I have a 1-form in the $(x,y)$ plane, and I can write it as: $$ \tilde\omega= f \,dA = g \,dB $$ With $f, g,dA,dB \neq 0$.
I want to prove that if the following equality holds then the functions only differ by a multiple or a constant. For example $A= B+ 3$ or $f= \frac{1}{3}g$ and $A=3B$.

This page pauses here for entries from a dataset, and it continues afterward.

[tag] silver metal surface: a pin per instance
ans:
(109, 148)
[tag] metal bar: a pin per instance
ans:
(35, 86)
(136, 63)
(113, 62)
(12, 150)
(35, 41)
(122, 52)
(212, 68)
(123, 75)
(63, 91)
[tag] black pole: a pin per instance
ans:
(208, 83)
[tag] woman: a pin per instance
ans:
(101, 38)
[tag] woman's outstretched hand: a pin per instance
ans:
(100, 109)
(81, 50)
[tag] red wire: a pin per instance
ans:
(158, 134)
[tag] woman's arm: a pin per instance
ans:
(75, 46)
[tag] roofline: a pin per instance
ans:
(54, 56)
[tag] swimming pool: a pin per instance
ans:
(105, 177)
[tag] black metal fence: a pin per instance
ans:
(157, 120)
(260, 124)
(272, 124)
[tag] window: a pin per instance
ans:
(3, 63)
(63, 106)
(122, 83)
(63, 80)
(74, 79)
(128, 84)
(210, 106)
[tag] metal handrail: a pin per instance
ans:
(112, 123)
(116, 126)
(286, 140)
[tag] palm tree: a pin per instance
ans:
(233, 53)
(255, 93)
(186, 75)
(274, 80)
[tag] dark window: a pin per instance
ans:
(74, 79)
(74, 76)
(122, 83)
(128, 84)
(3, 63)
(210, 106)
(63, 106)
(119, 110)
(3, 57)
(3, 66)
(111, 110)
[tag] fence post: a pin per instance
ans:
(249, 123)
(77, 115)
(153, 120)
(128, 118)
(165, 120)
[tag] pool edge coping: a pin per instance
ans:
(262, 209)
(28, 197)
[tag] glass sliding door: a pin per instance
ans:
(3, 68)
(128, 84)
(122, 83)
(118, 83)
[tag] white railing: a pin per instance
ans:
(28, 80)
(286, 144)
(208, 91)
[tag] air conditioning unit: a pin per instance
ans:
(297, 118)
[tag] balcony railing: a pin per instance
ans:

But I have problems with the proof. I know that $A$ and $B$ have the same contour lines. But I don't know if that is enough. And for that condition it follows that: $$ dA= \frac{g}{f} \, dB $$ Using the exterior derivative $$ d(dA)=0= d(\frac{g}{f}) \wedge dB $$
And then I am stuck, I think that since I have a wedge product equal to zero, then one is a multiple of the other. $$ d(\frac{g}{f}) =c \, dB $$
$$ \frac{g}{f}= cB + k $$
Where $c, k $ are constants. Now I would like to prove that $c=0$. By contradiction if $c \neq 0 $ Then $$ dA=\frac{1}{c} \frac{g}{f}d(\frac{g}{f}) \frac{2}{2} $$
$$ dA=\frac{1}{2c} \,d((\frac{g}{f})^2)=d(\frac{1}{2c}(\frac{g}{f})^2) $$
$$ A= \frac{1}{2c}(\frac{g}{f})^2 +r $$ where $r$ is a constant. And that is all I got. I think that the very special form of $A$ when $c \neq 0$ will make a contradiction, but I don't know how. Could anyone help me finish the proof or to give a counter-example. Thank you (:
$A=x^2$, $f=x$, $f\,dA=x(2x\,dx)=2x^2\,dx$, $B=x$, $g=2x^2$, $g\,dB=2x^2\,dx$ is a counterexample.